Undoctored: The Story of a Medic Who Ran Out of Patients

By Megan Thomas

I absolutely adored This Is Going To Hurt when it came out in 2017, and have seen Adam Kay perform a few times. Along with not many others, it was the kind of laugh-out-loud funny that had me reciting passages to unsuspecting audiences. I never got a chance to read Twas The Nightshift Before Christmas, but I think I’ll need to, now that I’ve read (and loved) Undoctored.

While Twas The Nightshift Before Christmas appears to be more of the same sort of anecdotal excerpts from Kay’s diary from his days as a junior doctor, Undoctored is more the story of after he had quit and his experience finding his feet again. Since he was a teenager, his whole world revolved around medicine – a necessity to pass the requisite exams and compete/survive in a grueling hospital environment. Once he had quit, he had to redefine himself and come to terms with what he wanted from life – a challenging and emotional task, when he’d spent so long responding to what others wanted from him.

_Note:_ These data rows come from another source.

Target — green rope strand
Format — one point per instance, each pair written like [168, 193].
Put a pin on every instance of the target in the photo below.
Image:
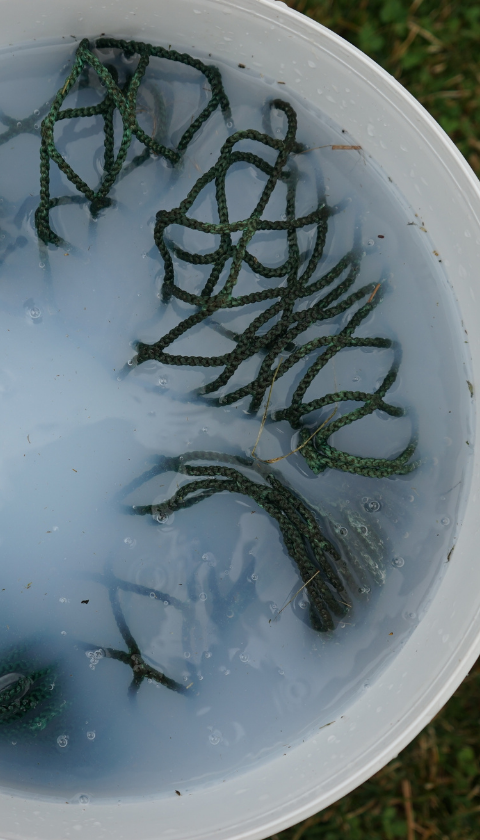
[275, 331]
[123, 100]
[317, 559]
[30, 696]
[132, 656]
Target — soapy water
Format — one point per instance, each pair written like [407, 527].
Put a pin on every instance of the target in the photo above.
[205, 591]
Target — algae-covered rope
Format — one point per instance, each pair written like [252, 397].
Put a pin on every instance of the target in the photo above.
[317, 560]
[30, 694]
[121, 99]
[276, 332]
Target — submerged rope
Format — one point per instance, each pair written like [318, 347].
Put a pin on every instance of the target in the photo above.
[121, 99]
[275, 331]
[132, 657]
[318, 561]
[30, 696]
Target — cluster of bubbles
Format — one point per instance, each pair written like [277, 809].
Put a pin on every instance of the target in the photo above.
[94, 656]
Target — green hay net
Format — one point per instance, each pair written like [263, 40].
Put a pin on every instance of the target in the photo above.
[278, 336]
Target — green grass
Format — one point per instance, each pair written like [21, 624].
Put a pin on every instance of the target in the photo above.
[432, 790]
[432, 48]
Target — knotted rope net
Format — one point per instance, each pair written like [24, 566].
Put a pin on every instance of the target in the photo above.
[117, 99]
[279, 335]
[292, 304]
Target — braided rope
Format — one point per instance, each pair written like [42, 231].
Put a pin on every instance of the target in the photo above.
[29, 695]
[287, 321]
[132, 656]
[123, 100]
[317, 559]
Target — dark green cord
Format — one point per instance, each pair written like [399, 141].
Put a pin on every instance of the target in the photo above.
[317, 560]
[30, 696]
[123, 100]
[285, 322]
[132, 656]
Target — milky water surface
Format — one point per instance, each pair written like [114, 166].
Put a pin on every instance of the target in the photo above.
[79, 429]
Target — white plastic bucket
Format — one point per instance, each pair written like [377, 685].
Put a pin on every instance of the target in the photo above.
[437, 182]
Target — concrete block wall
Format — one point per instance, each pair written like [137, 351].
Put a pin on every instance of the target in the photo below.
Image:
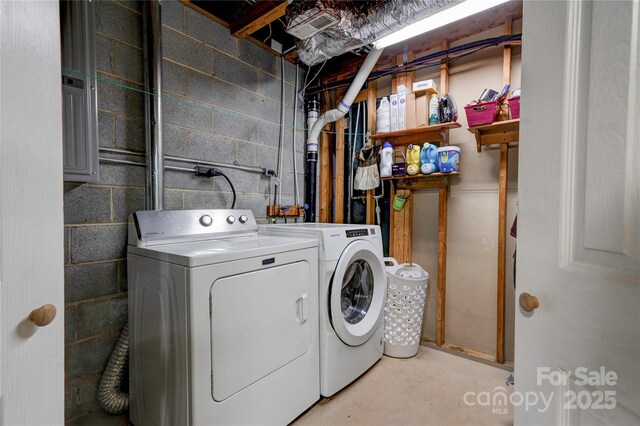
[221, 102]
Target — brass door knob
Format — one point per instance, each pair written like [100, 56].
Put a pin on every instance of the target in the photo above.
[528, 302]
[43, 315]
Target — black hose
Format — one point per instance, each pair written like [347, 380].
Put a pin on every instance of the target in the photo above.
[233, 190]
[211, 172]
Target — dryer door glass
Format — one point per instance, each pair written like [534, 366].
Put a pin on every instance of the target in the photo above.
[357, 291]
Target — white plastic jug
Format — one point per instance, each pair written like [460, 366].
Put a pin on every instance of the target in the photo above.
[386, 160]
[383, 116]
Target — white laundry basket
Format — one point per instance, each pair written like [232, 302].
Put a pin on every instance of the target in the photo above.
[406, 293]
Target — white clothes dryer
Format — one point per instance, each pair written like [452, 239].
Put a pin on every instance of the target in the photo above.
[353, 285]
[223, 321]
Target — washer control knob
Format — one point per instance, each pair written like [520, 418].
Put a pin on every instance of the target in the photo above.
[206, 220]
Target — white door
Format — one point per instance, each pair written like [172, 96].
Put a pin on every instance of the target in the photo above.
[578, 354]
[31, 223]
[357, 293]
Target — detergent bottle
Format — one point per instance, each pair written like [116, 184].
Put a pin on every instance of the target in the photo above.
[383, 116]
[386, 160]
[428, 158]
[413, 159]
[433, 110]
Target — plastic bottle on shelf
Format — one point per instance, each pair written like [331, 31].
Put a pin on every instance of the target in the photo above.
[428, 159]
[433, 110]
[413, 159]
[386, 160]
[383, 116]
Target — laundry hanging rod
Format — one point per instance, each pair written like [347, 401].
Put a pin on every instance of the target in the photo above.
[253, 169]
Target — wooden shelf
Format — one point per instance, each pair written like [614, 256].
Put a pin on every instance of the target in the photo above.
[501, 132]
[434, 180]
[435, 134]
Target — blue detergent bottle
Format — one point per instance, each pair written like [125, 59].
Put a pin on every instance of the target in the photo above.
[428, 158]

I don’t want to give spoilers because the whole reading process was a really shocking and eye-opening one. From a general perspective, though, it really delves deeper into Kay’s sexuality and his experience of coming out, how this impacted his marriage (to a woman) as well as his current relationship (to a man) as well as his trepidation to be a father, his disordered eating (easy to disguise in a hospital environment, it seems) and how these different struggles all stemmed from crushing himself into what he thought was the right mould – for society, for his parents, for his colleagues.